The per mile system may not involve the collection of any personally identifying information beyond what is necessary to properly calculate, report, and collect the per mile fee, unless the vehicle owner provides their written consent for the collection of additional information. The per mile reporting methods may record or report general location data under certain circumstances. The per mile reporting methods shall not report specific location data to DOL or any subdivision of the state unless a vehicle owner specifically consents to the recording or reporting of such location data. DOL and any per mile account manager has an affirmative public duty regarding specified elements of the collection, use, and retention of the per mile information.
PRO: The state gas tax is declining, and we need to find alternative ways to provide sources of transportation funding, particularly for preservation. With the work that has been done evaluating a road usage charge, Washington is ready to scale up with a test on another set of vehicles. This will provide a real-world experience to test the efficacy of a per mile funding system and build off the extensive work of the Transportation Commission.
This will provide a mechanism for addressing road maintenance needs and it is a more equitable way to fund the state transportation system. The gas tax revenue cliff is here, and it is now time to get on with finding alternative methods of funding for the needed investments. We have a lot of science to uncover as part of the rate setting. Fairness, predictability, and durability are important components of the funding system and should be addressed as the Legislature establishes the appropriate per mile rates.
The state needs to look beyond just addressing the preservation needs, including funding for multimodal investments. This might include establishing adding an additional per mile rate for these activities. There is a need to provide a discount for low income drivers. Environmental justice should be a focus of establishing the policies around the per mile funding system going forward.

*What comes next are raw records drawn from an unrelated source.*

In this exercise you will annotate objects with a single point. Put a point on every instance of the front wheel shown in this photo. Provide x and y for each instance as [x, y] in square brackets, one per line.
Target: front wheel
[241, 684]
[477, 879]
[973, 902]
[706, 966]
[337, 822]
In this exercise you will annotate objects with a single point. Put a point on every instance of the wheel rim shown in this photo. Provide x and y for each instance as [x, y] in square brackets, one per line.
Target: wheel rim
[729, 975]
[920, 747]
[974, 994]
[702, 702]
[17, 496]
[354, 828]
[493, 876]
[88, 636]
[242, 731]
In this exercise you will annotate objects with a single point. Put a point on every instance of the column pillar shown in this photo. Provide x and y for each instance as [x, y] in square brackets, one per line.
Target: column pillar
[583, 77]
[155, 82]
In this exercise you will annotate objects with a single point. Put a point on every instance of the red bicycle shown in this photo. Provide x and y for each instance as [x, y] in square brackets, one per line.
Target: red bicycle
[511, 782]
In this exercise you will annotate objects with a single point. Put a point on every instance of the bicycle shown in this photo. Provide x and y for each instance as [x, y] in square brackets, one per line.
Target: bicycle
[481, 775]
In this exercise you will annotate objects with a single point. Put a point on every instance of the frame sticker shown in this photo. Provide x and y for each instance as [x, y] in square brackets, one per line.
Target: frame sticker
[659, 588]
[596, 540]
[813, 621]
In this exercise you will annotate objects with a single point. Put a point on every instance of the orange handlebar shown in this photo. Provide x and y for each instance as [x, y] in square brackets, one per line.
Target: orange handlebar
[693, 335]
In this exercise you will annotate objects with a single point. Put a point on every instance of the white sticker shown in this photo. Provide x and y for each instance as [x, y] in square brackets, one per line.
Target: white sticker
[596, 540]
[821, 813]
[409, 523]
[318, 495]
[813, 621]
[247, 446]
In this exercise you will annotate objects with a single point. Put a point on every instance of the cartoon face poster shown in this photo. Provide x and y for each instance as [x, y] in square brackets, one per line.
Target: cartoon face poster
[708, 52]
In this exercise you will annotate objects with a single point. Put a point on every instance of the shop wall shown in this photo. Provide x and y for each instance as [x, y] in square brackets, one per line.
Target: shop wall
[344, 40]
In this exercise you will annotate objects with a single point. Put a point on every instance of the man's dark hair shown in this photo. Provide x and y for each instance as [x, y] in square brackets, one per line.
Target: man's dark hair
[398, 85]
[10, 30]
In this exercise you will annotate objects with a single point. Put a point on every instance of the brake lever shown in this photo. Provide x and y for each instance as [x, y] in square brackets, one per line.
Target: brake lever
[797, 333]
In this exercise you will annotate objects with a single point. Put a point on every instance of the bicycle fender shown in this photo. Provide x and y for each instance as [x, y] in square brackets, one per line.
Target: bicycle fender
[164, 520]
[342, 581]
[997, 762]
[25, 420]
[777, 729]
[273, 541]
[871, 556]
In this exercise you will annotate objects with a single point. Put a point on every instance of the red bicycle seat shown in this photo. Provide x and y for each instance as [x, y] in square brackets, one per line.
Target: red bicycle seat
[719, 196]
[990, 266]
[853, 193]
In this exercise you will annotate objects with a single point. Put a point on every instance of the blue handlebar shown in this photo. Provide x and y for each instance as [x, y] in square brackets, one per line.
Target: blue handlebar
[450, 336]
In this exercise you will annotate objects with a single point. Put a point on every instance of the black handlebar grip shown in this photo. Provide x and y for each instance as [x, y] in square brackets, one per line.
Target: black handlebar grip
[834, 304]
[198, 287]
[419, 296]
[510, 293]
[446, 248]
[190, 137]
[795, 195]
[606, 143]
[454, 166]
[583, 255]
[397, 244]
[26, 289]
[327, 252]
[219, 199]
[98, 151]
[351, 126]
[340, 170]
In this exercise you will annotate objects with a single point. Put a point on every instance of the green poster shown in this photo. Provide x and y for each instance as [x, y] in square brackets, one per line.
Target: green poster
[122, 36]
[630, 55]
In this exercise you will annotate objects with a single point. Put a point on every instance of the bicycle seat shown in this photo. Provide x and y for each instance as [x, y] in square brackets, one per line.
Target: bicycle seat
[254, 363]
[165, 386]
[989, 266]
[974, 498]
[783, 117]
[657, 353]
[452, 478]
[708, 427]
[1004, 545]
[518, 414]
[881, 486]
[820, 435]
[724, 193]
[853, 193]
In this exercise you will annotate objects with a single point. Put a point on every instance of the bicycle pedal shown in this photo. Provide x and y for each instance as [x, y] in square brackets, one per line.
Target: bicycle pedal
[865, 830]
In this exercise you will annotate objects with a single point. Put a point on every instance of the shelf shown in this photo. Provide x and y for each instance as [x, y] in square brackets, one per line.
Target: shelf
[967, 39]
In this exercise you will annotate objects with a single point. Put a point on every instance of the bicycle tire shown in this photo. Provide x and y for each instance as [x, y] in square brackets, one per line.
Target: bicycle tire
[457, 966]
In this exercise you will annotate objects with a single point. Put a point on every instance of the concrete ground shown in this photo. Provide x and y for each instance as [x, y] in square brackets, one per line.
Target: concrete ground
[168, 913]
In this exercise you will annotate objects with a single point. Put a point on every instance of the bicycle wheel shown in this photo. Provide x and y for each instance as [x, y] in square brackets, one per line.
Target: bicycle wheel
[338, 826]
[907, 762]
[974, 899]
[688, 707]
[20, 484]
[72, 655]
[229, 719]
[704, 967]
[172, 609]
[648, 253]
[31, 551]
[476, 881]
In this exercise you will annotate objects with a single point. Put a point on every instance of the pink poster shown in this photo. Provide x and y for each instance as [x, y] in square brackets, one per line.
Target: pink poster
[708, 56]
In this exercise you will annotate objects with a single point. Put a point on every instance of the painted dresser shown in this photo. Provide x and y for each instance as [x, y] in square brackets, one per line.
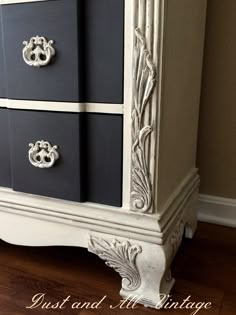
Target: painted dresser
[99, 105]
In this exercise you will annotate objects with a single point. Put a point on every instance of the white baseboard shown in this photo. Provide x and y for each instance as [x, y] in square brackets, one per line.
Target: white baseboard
[217, 210]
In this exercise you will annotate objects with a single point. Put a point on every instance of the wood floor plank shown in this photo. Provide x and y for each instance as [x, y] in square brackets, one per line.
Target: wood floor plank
[205, 269]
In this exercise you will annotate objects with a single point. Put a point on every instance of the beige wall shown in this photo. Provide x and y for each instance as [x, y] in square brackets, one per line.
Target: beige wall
[217, 131]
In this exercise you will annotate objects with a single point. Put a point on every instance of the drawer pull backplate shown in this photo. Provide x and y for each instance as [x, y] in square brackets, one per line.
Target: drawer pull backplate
[42, 154]
[38, 52]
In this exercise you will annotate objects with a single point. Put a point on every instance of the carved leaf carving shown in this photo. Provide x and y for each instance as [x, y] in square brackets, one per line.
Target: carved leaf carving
[121, 256]
[144, 78]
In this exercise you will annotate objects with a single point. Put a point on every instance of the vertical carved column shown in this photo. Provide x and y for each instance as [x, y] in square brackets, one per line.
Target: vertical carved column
[144, 107]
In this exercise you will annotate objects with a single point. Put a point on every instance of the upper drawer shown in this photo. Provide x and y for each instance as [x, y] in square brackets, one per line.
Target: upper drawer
[87, 38]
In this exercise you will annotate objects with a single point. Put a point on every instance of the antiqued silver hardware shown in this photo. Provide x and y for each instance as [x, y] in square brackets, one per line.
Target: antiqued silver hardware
[38, 52]
[42, 154]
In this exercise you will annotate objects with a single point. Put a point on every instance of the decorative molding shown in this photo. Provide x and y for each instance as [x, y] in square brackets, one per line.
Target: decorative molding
[144, 82]
[38, 52]
[121, 256]
[42, 154]
[217, 210]
[176, 237]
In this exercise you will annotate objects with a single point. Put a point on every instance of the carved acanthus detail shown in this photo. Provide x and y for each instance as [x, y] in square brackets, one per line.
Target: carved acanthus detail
[144, 83]
[121, 256]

CON: The per mile system outlined in the legislation is not a viable option for replacing the gas tax. This does not address the disproportionate impact of different weight of vehicles. This, along with the differences between electric vehicles, needs to be factored into the rates to make it more equitable and achieve the desired environmental goals.
The legislation will be devastating to farmers in eastern Washington who have to travel many miles on private roads. This legislation also fails to address the double taxation that applies to electric vehicles. One solution is to have a graduated per mile fee based on the weight of the vehicle. Please do not make the odometer a cash register. Without changes, this will hurt the poorest workers in the state. To mitigate this impact, there is a need to cap the amount an individual driver will have to pay under the per mile funding system. There is also a need to build in rebates to address the impacts more adequately on gig workers and others who drive a lot of miles for their employment.
OTHER: Due to the repeal of the electric vehicle fees, this legislation will result in less funding for city and county road preservation needs. This needs to get addressed to ensure revenue neutrality and to avoid this unintended consequence.
As a principle, there needs to be a more equitable and sustainable transportation funding system, but there needs to be more flexibility in the funds to achieve this goal. Equity impacts need to be considered and be part of the work going forward. This could saddle gig workers with higher costs unless this is mitigated in some way. The 18th amendment requirements are not being adequately addressed in this legislation.